Der stellvertretende SPD-Vorsitzende Alexander Schweitzer hat seine Partei dazu aufgerufen, sich von veralteten Ideen zu trennen, um für Wählerinnen und Wähler attraktiv zu bleiben. Die SPD müsse ihre politischen Instrumente kritisch hinterfragen, sagte Schweitzer den Zeitungen der Funke-Mediengruppe (Freitagausgaben).

Überprüfung des politischen Instrumentariums

Schweitzer erklärte, die SPD müsse prüfen, ob sich in ihrem „Instrumentenkasten“ die passenden Konzepte für die 20er- und 30er-Jahre dieses Jahrhunderts befänden.
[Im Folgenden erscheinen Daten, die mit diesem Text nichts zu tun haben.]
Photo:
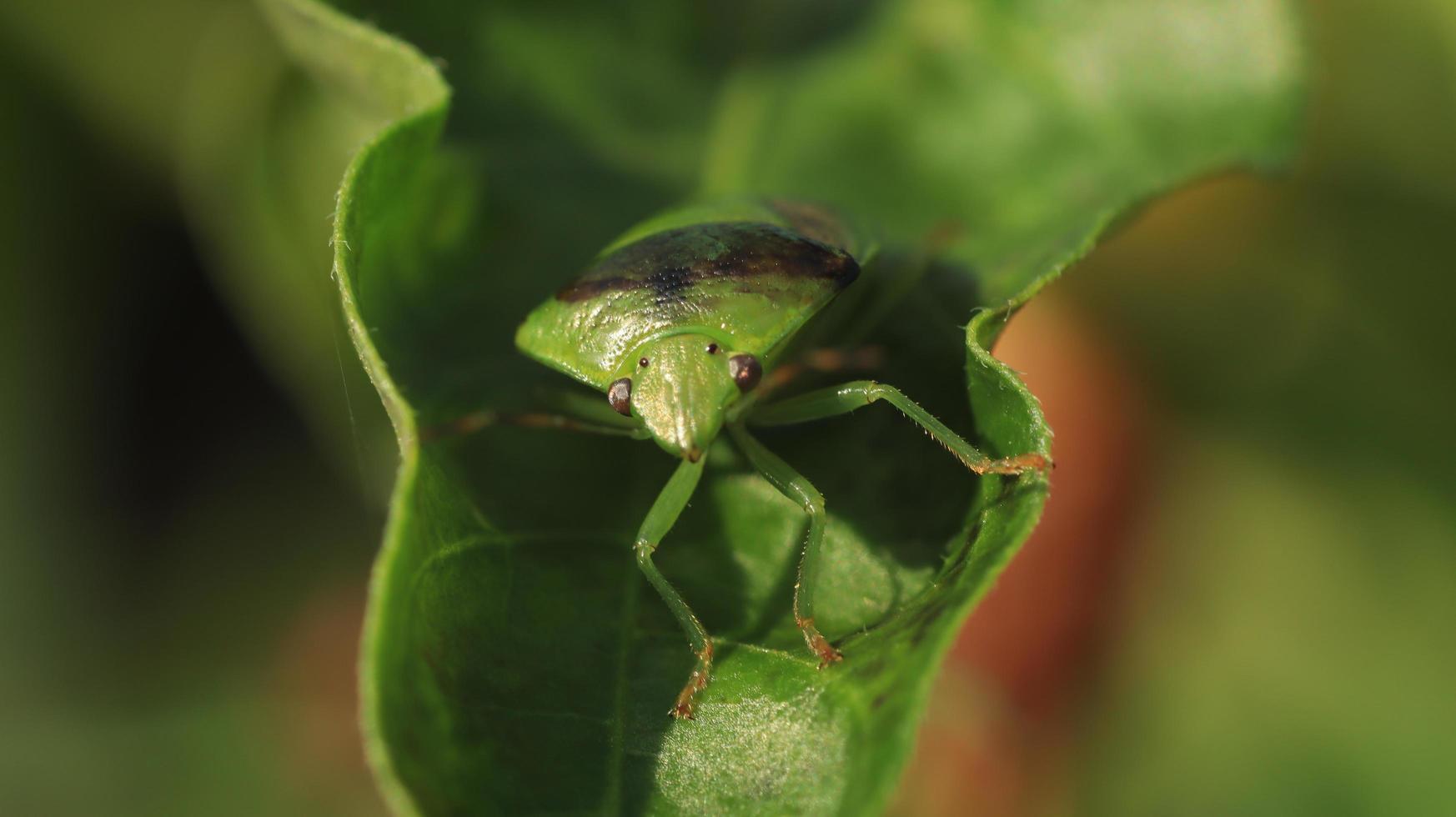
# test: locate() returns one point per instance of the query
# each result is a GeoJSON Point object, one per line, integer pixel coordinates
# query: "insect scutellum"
{"type": "Point", "coordinates": [676, 323]}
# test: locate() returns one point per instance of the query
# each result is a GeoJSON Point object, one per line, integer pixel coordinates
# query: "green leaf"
{"type": "Point", "coordinates": [515, 659]}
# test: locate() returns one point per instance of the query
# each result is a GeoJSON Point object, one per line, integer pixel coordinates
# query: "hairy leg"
{"type": "Point", "coordinates": [665, 513]}
{"type": "Point", "coordinates": [849, 397]}
{"type": "Point", "coordinates": [796, 487]}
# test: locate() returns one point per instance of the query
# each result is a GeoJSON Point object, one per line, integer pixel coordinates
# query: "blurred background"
{"type": "Point", "coordinates": [1241, 599]}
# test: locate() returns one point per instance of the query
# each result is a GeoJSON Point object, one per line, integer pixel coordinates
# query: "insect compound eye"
{"type": "Point", "coordinates": [619, 393]}
{"type": "Point", "coordinates": [746, 370]}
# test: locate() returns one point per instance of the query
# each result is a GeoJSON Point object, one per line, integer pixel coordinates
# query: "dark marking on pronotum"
{"type": "Point", "coordinates": [671, 261]}
{"type": "Point", "coordinates": [746, 370]}
{"type": "Point", "coordinates": [619, 393]}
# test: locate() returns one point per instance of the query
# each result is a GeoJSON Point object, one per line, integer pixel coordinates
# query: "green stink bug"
{"type": "Point", "coordinates": [685, 323]}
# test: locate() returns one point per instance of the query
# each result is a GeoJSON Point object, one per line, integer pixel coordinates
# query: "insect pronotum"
{"type": "Point", "coordinates": [682, 323]}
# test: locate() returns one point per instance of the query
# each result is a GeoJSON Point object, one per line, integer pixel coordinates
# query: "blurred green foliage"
{"type": "Point", "coordinates": [1283, 643]}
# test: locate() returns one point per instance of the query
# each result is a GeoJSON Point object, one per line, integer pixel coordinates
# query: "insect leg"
{"type": "Point", "coordinates": [796, 487]}
{"type": "Point", "coordinates": [849, 397]}
{"type": "Point", "coordinates": [665, 513]}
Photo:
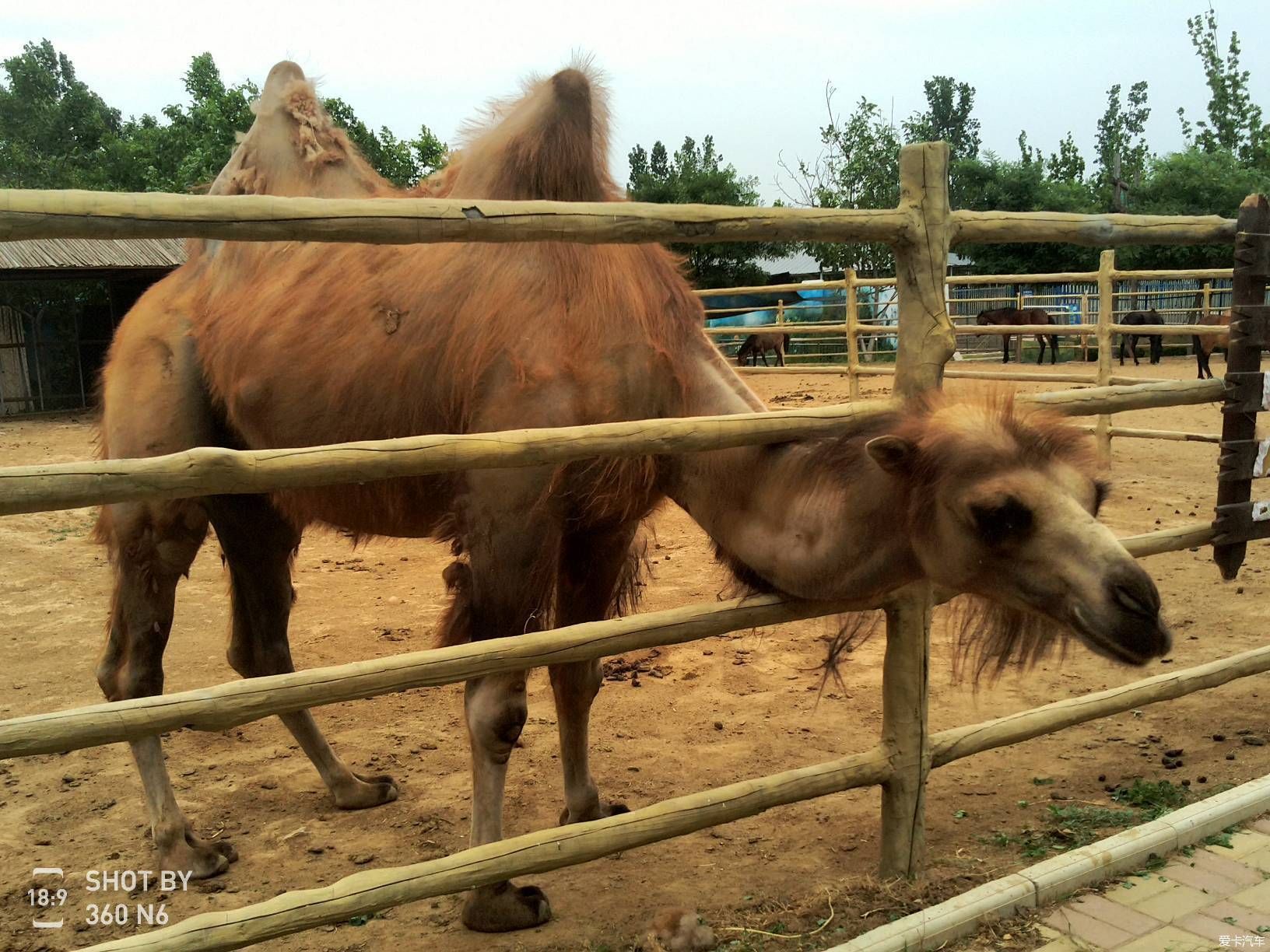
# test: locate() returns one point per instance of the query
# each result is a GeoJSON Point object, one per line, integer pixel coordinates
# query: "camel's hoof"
{"type": "Point", "coordinates": [506, 908]}
{"type": "Point", "coordinates": [597, 813]}
{"type": "Point", "coordinates": [361, 793]}
{"type": "Point", "coordinates": [200, 857]}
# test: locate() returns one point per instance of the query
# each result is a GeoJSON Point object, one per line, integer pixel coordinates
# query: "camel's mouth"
{"type": "Point", "coordinates": [1133, 639]}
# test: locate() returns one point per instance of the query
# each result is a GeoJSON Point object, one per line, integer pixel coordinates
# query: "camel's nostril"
{"type": "Point", "coordinates": [1135, 593]}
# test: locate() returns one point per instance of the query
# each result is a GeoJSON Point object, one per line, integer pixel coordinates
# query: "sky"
{"type": "Point", "coordinates": [749, 74]}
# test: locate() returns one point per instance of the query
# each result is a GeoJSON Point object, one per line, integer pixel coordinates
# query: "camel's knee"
{"type": "Point", "coordinates": [255, 658]}
{"type": "Point", "coordinates": [496, 717]}
{"type": "Point", "coordinates": [132, 664]}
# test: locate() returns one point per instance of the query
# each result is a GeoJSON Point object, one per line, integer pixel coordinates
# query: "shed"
{"type": "Point", "coordinates": [60, 303]}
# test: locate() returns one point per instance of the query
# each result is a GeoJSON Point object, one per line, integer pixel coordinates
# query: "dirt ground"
{"type": "Point", "coordinates": [653, 738]}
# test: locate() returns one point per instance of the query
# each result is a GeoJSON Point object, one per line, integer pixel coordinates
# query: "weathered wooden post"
{"type": "Point", "coordinates": [1244, 457]}
{"type": "Point", "coordinates": [1085, 319]}
{"type": "Point", "coordinates": [1019, 338]}
{"type": "Point", "coordinates": [926, 341]}
{"type": "Point", "coordinates": [1107, 317]}
{"type": "Point", "coordinates": [848, 283]}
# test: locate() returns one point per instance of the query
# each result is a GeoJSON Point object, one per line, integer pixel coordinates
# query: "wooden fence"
{"type": "Point", "coordinates": [920, 229]}
{"type": "Point", "coordinates": [1104, 327]}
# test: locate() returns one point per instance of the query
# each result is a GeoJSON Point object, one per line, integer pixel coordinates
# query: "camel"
{"type": "Point", "coordinates": [254, 345]}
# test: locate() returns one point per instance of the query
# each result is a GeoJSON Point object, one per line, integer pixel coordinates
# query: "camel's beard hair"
{"type": "Point", "coordinates": [991, 636]}
{"type": "Point", "coordinates": [987, 639]}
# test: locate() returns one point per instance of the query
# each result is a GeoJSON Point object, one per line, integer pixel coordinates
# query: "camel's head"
{"type": "Point", "coordinates": [1002, 506]}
Er stellte die Frage, ob die Partei noch immer an „liebgewonnenen Ideen aus den 80ern und 90ern des vergangenen Jahrhunderts“ festhalte, „mit denen wir aber niemanden mehr begeistern“.

Beispiel Bürgerversicherung

Forderung nach möglichem „Update“

Als konkretes Beispiel nannte der Ministerpräsident von Rheinland-Pfalz die seit Langem vertretene Forderung nach einer Bürgerversicherung, die nach seinen Worten „in jeder programmatischen Schrift der SPD zu finden“ sei. Die Partei müsse sich jedoch fragen,ob es hier ein „Update“ brauche. es müsse geprüft werden, ob es „neue und bessere solidarische Modelle“ gebe, um Krankenversicherung und gute Pflege zu sichern, sagte Schweitzer.
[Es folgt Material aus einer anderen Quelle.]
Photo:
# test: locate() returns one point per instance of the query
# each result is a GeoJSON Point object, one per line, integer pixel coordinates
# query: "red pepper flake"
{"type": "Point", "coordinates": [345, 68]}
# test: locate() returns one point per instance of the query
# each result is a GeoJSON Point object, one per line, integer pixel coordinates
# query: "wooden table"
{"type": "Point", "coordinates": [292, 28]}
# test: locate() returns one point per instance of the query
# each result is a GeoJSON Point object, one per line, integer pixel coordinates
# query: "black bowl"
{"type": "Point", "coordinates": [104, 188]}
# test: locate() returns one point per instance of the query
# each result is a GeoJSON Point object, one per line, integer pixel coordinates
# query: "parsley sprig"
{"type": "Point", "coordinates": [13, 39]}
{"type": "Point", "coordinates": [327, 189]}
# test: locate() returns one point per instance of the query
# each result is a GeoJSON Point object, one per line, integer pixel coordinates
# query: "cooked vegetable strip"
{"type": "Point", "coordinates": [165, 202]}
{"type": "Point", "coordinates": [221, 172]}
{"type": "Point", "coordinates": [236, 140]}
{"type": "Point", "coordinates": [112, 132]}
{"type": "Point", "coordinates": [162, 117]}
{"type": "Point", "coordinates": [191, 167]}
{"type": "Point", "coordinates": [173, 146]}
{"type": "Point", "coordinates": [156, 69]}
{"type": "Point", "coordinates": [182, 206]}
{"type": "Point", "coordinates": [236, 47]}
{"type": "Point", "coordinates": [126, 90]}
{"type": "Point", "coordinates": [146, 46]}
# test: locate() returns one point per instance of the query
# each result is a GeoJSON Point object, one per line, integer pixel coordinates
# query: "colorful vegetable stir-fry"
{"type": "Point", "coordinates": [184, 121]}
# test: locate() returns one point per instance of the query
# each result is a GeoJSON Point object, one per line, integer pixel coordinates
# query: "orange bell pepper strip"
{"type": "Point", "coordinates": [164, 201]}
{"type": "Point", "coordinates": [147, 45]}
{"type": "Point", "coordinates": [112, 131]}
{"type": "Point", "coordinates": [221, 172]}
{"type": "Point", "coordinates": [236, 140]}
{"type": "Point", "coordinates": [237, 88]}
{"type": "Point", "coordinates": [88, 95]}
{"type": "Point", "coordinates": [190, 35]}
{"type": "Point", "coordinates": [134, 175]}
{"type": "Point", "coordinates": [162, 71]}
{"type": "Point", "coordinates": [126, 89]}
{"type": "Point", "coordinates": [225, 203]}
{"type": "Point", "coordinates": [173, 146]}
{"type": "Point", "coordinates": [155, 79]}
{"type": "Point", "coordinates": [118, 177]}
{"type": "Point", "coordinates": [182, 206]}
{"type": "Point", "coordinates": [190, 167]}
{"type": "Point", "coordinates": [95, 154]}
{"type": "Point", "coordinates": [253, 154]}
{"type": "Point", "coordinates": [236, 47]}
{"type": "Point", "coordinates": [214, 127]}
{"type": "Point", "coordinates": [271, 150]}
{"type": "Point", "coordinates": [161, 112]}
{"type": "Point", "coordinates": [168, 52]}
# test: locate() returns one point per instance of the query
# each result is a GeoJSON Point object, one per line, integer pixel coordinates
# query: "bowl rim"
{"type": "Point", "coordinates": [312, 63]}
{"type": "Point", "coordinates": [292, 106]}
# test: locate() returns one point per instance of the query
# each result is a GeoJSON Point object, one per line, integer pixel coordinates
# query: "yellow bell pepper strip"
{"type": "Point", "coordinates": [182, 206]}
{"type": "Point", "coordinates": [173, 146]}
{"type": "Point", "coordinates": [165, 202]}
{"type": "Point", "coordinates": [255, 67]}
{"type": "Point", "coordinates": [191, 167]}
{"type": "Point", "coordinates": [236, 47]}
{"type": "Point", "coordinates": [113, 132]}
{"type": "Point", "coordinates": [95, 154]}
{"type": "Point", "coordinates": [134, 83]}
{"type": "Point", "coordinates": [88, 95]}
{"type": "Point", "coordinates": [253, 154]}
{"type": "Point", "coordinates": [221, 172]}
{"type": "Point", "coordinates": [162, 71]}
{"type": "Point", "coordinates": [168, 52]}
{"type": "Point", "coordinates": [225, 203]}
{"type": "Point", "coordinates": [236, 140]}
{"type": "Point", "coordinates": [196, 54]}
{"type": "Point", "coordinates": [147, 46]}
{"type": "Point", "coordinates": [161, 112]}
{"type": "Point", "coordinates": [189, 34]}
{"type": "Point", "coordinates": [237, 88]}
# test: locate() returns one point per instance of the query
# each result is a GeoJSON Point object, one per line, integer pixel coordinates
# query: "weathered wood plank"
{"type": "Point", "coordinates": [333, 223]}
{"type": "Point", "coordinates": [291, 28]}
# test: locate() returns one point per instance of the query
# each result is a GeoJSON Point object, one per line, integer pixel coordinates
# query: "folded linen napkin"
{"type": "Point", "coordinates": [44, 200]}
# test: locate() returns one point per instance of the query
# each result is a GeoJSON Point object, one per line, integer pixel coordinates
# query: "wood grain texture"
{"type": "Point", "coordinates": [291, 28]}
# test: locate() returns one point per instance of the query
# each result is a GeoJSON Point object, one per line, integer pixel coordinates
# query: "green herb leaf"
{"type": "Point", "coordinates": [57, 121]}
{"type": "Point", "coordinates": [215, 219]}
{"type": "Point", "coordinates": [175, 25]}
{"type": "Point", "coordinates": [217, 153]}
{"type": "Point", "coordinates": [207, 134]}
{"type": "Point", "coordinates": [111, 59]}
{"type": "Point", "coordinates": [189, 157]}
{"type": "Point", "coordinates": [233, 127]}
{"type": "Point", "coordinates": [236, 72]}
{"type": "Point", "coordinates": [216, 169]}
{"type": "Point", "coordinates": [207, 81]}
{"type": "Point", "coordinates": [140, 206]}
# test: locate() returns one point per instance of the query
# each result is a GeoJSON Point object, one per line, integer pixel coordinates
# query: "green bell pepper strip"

Sozialstaat im Mittelpunkt

Mit Blick auf den Sozialstaat betonte Schweitzer, die SPD dürfe „bei den Fragen zu einem modernen und starken Sozialstaat“ nicht stillstehen. Die Partei müsse sich in diesen Debatten aktiv einbringen und ihre Konzepte weiterentwickeln.

Appell für offensive inhaltliche Debatten

Schweitzer warnte die SPD davor, bei Diskussionen über moderne Ideen in die Defensive zu geraten. Er nutzte einen Vergleich aus dem Sport und sagte, die Partei dürfe „nicht nur wie beim Tennis an der Grundlinie stehen und die Bälle der Konkurrenz retournieren“. Stattdessen müsse die SPD „mit guten Ideen ans Netz gehen und in die Offensive kommen“.